Protests over Amini’s death had appeared to be simmering down amid an aggressive and widespread crackdown across the nation that has seen lethal and non-lethal repression tactics and mass arrests of human rights activists, lawyers, celebrities and journalists.

But they took on a renewed vigour beginning on Saturday, with students at university campuses and in high schools leading the charge. Videos showed women taking off their mandatory headscarves and marching down streets, or chanting slogans against the Islamic Republic.

The unrest at Sharif began on Sunday morning with protests on campus, demanding the release of other students who had been detained in the previous weeks. A leader of the campus Basij force posted a video on Monday claiming that the confrontations began after the protesters began chanting slogans against the Islamic Republic and its ruler, Ali Khamenei, whom pro-regime Iranians consider God’s representative on earth.

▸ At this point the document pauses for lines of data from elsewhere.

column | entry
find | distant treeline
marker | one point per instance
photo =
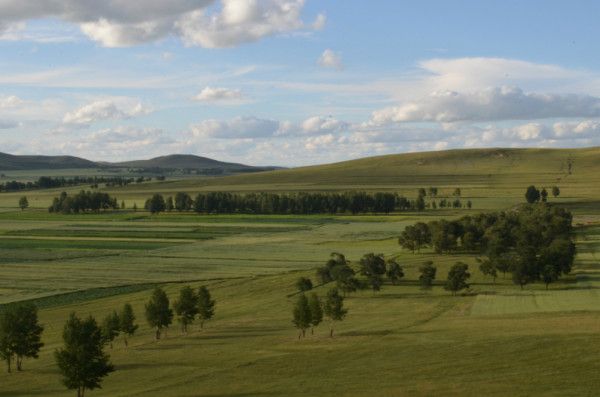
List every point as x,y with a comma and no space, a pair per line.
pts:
83,202
294,203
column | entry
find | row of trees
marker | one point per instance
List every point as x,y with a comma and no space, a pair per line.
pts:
296,203
532,242
83,201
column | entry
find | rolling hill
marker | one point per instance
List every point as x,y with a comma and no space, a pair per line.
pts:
175,161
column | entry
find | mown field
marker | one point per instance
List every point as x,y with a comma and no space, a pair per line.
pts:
496,340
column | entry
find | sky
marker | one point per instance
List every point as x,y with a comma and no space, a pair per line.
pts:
295,82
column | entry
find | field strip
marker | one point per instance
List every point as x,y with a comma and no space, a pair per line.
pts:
133,239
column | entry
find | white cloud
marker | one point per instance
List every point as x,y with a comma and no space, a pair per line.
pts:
10,102
219,95
331,59
499,103
106,109
119,23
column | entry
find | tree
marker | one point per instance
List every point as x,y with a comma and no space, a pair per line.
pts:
303,284
302,318
394,271
23,203
544,195
316,311
532,195
334,308
111,326
20,334
158,313
206,305
127,322
457,277
82,361
373,267
427,276
186,307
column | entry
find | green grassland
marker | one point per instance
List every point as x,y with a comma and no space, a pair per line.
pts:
496,340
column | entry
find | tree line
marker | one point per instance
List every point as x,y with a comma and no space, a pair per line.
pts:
83,201
294,203
533,242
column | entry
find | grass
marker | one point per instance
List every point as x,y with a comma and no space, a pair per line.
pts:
496,340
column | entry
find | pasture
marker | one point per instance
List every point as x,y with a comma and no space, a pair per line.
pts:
495,340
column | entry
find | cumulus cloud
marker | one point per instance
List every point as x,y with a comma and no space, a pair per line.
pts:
219,95
107,109
331,59
119,23
9,102
498,103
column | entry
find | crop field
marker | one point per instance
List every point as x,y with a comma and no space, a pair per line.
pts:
495,340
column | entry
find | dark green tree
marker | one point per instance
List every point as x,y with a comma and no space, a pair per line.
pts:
457,278
303,284
302,316
111,327
82,361
316,311
23,203
334,308
394,271
186,307
427,275
206,305
158,313
127,322
532,195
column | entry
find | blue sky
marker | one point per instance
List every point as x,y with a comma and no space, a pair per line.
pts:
292,82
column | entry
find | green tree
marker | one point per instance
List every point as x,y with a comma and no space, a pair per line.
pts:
427,275
373,267
82,361
532,195
186,307
206,305
394,271
158,313
302,318
111,327
316,311
457,278
127,322
304,284
334,308
23,203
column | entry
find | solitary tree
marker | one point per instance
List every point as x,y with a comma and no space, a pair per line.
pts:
206,305
23,203
316,311
111,326
127,322
457,278
303,284
427,275
302,315
394,271
334,308
158,313
532,195
82,361
186,307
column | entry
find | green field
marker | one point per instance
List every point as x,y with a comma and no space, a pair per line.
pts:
497,340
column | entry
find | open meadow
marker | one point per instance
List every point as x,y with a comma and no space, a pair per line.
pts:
496,339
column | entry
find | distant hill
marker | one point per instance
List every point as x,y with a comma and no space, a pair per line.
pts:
10,162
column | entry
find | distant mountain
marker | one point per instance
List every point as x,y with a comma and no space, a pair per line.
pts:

Iranian leader Ali Khamenei at a military graduation ceremony in Tehran on Monday
Iranian leader Ali Khamenei at a military graduation ceremony in Tehran on Monday

“If they make slogans against the Islamic Republic, slogans against [Khamenei], we will stand firmly against them,” Mohammad-Reza Ziyai, head of the Basij unit at Sharif University, declared in a video in which he alleged the protesters began the violence.

But a statement posted by Sharif’s Islamic Student Association said protesters had remained peaceful during two days of protests. “Suddenly they faced a barrage of security officers and plainclothes brutes, officers who, in a horrific act, besieged the university and attacked students and professors with all kinds of weapons,” said the statement.

Protests have spread to many cities outside Iran, with a march in Paris on Sunday attracting several thousand people (Associated Press)
Protests have spread to many cities outside Iran, with a march in Paris on Sunday attracting several thousand people (Associated Press)

The attack lasted hours and left scores injured and at least 30 arrested. One source close to the students told The Independent security forces stormed the students’ dormitory, stabbing some with knives in an episode that resembles attacks on student quarters during a 1999 uprising at universities.

In-person classes at Sharif have since been suspended and students are to resume their studies online.

Sharif University is famous in Iran and in the fields of science, technology, engineering and mathematics worldwide, and its graduates include top chessmasters, award-winning researchers and executives at international firms such as Google.

As news and video footage of the attack spread online and through word of mouth, Iranians from all over the capital sought to descend upon the campus in support of the students, clogging up highways to the campus. Fearing a disastrous massacre at the country’s equivalent of MIT, the minister of science, technology and research, Mohammad Ali Zolfigol, arrived at the campus late on Sunday to defuse the crisis.

But according to a leaked video of his comments, he blamed the students for the unrest, and told them they were not permitted to say whatever they wanted without facing consequences, prompting an uproar among the students.

“Please don’t take any pictures or videos so that tomorrow you send them to the foreign channels,” he can be heard saying in the leaked footage.